We have and have long since already had the web interface compatibility problem. This doesn't really change that, other than an unpredictable change in websites becoming more or less useful and compatible. Having Edge didn't make developers more or less willing to code for Firefox.
There seems to be quite a bit of speculation in this article. I think it's more likely that Microsoft will replace the engine in Edge from EdgeHTML to Chromium. They'll probably keep the name Edge, and make it look the same and have more or less the same features. (Though maybe they'll do a re-release with a code name, like Mozilla did with Firefox Quantum.) This makes sense to me from a business perspective, as it's much cheaper to use someone else's engine than to maintain their own, and functionally it makes little difference.
I make my kid use Edge just so I can see how good it's doing against other browsers (Hahahaha, this sounds like a real shitty thing to do now that I say it aloud). It's fast, I've never seen it crash. I could use it and live a fulfilling life. Whatever...

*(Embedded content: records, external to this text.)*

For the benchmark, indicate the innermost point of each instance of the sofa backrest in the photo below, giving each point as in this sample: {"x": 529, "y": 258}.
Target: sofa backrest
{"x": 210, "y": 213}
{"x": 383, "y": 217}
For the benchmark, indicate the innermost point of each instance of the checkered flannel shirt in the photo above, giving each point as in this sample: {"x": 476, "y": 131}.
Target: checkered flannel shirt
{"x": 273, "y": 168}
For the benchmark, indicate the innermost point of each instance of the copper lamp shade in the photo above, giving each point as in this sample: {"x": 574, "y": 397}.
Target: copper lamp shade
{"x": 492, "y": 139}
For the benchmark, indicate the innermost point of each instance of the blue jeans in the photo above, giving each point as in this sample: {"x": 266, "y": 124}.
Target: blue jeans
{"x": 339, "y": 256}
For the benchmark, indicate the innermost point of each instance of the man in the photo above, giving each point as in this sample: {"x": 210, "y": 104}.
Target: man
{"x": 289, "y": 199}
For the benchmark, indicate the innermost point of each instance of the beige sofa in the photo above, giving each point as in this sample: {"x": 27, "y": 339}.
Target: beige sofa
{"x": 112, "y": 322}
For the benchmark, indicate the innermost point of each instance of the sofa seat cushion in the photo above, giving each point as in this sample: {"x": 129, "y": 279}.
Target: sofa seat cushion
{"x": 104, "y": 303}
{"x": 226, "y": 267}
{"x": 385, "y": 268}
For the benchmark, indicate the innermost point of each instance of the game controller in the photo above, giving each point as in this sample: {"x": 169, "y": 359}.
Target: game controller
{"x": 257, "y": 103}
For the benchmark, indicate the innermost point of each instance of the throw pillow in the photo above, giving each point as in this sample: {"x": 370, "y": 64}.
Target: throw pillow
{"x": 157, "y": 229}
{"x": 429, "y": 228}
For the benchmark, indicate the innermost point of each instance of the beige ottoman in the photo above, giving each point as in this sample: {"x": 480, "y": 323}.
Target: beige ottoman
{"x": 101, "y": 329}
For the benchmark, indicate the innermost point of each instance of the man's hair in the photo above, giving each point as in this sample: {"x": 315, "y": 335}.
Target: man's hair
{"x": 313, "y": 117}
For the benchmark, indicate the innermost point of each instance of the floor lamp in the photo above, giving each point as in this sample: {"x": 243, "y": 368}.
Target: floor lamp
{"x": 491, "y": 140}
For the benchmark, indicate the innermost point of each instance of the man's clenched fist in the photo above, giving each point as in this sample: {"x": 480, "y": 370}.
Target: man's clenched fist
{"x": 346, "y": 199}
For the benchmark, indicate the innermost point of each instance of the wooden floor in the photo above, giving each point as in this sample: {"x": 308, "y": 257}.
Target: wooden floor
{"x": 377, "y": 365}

I'm fundamentally dependent on Chrome because Join lets me text from my desktop with it. If you're using Signal, on desktop it's a Chromium plugin. Chrome's a pig - it's a big, fat crashy pig. But until someone comes up with a decent desktop MMS interface, I'm stuck with Chrome.
https://www.theverge.com/2018/6/18/17475390/android-messages-text-from-web-feature If you use the Google Messages app, you can text from any browser. Not sure if it properly does MMS, but it's worth a try. I've gone Firefox earlier this year and haven't looked back. Solid, stable, fast. UI is kinda wonky IMO but not unbearably so.